PRZESPALAM SIE Z TYM WSZYSTKIM I DZIS CZUJE SIE O WIELE LEPIEJ
Spojrzalam dzis w swoj dziennik.
Zdalam sobie sprawe ze dzis mija dopiero 3 tydzien, spojrzalam na zdjecie sprzed 3 tyg i z wczoraj i powiem Wam ze przeginam, bo wg mnie roznica jest kolosalna
Same ocencie
Zdjecie robie w tych samych spodniach
Dzis rowne 66 kg na wadze czyli przez 3 tyg schudlam 2,5 kg
Stracilam lacznie 17,5 cm
Postanowilam jednak mniej jesc,bede sie bardziej pilnowac,ale nie chce popadac w paranoje, liczyc kazdych kcl, to jest meczace.

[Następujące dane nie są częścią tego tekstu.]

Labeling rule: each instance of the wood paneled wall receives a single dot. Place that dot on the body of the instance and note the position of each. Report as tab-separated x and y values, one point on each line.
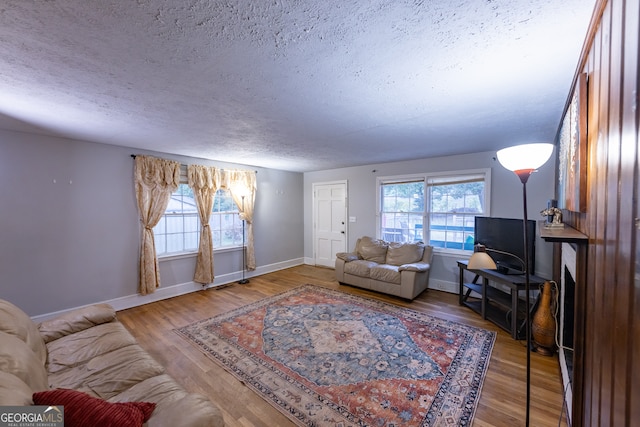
607	347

Zostaly 2 tyg do Polski, w te jeansy juz sie mieszcze i nie jest najgorzej, juz mi tak wszystko nie sterczy, a jak jeszcze pobiegam 2 tygodnie to powinno byc jeszcze lepiej:)
Jedzenie z wczoraj:
SEREK WIEJSKI Z RODZNKAMI,JABLKO
3 CHRUPKIEZ MAKRELA W POMIDORACH
STEK Z BIALA KAPUSTA
KONCOWKA ZYPY Z PRAZONYMI MIGDALAMI
4 posilki jak na moje pozne wstawanie to max
Wczoraj nie mialam motywacji i czasu na trening
Za to spedzilam w centrum handlowym 3h z dzieckiem i wozkiem
Pozatym zrobil mi taka jazde, ze przez stres spalilam chyba milion kcl:)
Obudzil sie jak nigdy glodny po 1,5 h co nigdy sie nie zdarza, nie mialam pieluch, wiec musialm kupic, dzieki Bogu mialam butelke z woda i mleko dla niego ufff uratowalo mi to zycie:)
Dzis w planie:
-poskladac suche pranie
-wywiesic te ktore sie przed chwila wypralo
-zrobic kolejna czesc listy co wyslac do Polski
-pobiegac
-uzupelnic dziennik
-wykapac sie
-zrobic jakas salatke
Jeszcze raz dziekuje za slowa otuchy, jestescie kochane!!!!